Beaucoup ont voulu comprendre comment on pouvait bien passer de l’opposition au pouvoir, comment mettre en place des politiques nouvelles, de quels genres d’aptitudes on avait besoin pour diriger. Tout ceci a pris beaucoup de temps. Nous étions très qualifiés quand nous étions dans l’opposition, nous devions l’être aussi une fois au pouvoir. Donc, nous devions apprendre. Le changement avait un prix. Au cours de la transition, de nombreuses organisations de la société civile ont perdu leur élan et leurs membres. Il n’y avait plus d’argent pour les soutenir. Une fois le nouveau gouvernement en place, beaucoup de nos anciens camarades n’ont plus soutenu les organisations de la société civile. On estimait que c’était au gouvernement d’agir. Nous avions des conceptions divergentes de l’État et de ce qui est de son ressort. Nous ne produisions plus autant d’idées intéressantes et progressistes au sujet de la société, par exemple en matière d’alphabétisation. Ce n’est qu’au cours des cinq à dix dernières années que les gens ont recommencé à défendre certaines de ces idées. Nous constatons que le gouvernement ne prend pas ses responsabilités. Donc, nous devons trouver des moyens nouveaux de récupérer nos idées d’antan. En Afrique du Sud, de plus en plus de gens estiment qu’on ne peut pas compter exclusivement sur le gouvernement.

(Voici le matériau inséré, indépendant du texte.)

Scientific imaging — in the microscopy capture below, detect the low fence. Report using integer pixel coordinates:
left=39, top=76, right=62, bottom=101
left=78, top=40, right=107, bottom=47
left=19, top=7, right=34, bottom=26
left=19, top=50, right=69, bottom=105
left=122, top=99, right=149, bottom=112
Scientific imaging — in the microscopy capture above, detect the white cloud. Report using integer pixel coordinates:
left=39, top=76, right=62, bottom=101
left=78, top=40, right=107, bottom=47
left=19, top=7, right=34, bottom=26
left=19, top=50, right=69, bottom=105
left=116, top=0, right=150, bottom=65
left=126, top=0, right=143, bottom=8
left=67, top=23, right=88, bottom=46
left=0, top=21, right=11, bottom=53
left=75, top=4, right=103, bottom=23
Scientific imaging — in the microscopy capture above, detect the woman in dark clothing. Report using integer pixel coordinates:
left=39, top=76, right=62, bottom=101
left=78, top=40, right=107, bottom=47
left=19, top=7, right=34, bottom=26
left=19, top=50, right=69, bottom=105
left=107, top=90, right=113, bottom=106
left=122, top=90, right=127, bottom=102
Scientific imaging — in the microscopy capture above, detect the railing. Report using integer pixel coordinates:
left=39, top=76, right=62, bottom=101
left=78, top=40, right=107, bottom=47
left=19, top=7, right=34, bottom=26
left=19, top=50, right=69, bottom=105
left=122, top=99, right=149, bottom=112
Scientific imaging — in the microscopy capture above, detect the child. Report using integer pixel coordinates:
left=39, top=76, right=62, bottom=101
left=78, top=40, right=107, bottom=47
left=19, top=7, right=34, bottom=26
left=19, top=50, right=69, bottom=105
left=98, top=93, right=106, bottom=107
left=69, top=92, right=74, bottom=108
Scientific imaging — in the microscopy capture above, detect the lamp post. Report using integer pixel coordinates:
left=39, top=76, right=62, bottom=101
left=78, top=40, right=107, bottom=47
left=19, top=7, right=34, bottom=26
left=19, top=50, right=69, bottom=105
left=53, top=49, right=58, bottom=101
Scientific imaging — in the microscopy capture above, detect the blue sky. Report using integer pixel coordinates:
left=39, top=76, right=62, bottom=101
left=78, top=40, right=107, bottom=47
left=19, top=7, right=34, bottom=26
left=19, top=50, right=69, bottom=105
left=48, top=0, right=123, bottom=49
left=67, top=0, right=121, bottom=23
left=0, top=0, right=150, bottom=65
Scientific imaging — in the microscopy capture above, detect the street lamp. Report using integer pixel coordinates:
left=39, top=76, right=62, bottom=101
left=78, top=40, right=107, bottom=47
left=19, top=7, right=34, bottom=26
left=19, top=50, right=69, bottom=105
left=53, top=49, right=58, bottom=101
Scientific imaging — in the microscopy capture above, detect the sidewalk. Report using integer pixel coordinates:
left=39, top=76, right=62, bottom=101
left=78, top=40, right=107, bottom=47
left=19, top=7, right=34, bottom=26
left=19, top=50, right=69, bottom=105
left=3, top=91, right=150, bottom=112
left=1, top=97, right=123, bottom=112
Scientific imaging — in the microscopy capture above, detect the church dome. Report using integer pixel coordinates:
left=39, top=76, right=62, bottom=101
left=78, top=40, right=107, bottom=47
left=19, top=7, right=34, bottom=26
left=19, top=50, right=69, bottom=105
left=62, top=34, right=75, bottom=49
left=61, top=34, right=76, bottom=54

Shirley Walters a été nommée membre honoraire de l’UIL (Hambourg) en 2016. © UIL
Mais il y a aussi ce que nous considérons comme étant de notre ressort. Le débat sur l’alphabétisation est souvent simpliste et mesuré en termes de lettrés et d’illettrés. En réalité, cette question est bien plus complexe.
Oh oui. J’ai milité pour l’égalité des sexes et en tant que féministe pendant longtemps, et je considère que l’alphabétisation est quelque chose de contextuel. L’apprentissage n’a pas lieu dans le vide. L’alphabétisation donne aux femmes l’opportunité de sortir de chez elles et de rencontrer d’autres femmes. Cet environnement social leur donne de la confiance en elles, etc. Lire et écrire n’est qu’une part de tout ceci. Si nous officialisons ceci dans un système d’éducation de base des adultes avec des qualifications, nous remarquons que la participation est très faible. Notre système de la deuxième chance n’atteint pas les plus pauvres des pauvres, ni les gens très peu instruits. À mon avis, nous n’avons fait aucun progrès en tant que société en ce qui concerne notre conception de l’alphabétisation, qui reste encore très élémentaire.

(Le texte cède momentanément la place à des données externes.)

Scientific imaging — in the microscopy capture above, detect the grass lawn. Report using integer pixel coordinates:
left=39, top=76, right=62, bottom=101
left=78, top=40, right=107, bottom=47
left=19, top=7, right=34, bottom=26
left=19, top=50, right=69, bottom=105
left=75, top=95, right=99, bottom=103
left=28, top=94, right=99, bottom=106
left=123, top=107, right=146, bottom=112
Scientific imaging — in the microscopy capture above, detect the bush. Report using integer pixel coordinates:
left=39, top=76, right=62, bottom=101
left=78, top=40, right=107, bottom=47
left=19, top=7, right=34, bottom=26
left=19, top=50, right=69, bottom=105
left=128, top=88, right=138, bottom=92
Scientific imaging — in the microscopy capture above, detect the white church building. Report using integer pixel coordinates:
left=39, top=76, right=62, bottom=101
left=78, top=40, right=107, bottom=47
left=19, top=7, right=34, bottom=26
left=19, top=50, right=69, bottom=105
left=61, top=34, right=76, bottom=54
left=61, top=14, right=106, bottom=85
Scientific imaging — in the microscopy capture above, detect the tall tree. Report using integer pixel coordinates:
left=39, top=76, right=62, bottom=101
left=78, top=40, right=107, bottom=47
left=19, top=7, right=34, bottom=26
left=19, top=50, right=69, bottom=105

Notre planète se réchauffe. Les inégalités sociales, économiques et de genre, l’injustice persistent. Qu’est-ce que notre espèce peut faire pour qu’un autre monde soit possible ?
Nous avons besoin de changements systémiques, pas climatiques. Prenons l’exemple du changement climatique : on le traite généralement avec étroitesse d’esprit et de manière très technique. On met avant tout l’accent sur la technologie, pas sur les gens. Nous devons intervenir avec beaucoup de fermeté et repenser quasi radicalement certains des paradigmes dominants. Regardez les ODD (Objectifs de développement durable). L’un d’entre eux vise une croissance annuelle du PIB de 7 % et en fait le critère décisif pour définir le monde dont nous avons besoin. Si nous ne corrigeons pas cela, si nous n’en faisons pas une pierre angulaire de notre discussion, je pense que nous allons avoir de sérieux problèmes. À quoi ressemble un paradigme de croissance durable ? Est-ce qu’on le mesure à l’aide du PIB ? Est-ce qu’on le mesure à l’aide de l'indice du bonheur, ou de quelque chose d’autre ? C’est de ça que nous devons discuter. Nous devons repenser radicalement le monde dans lequel nous vivons si nous voulons qu’il soit encore là pour les générations à venir.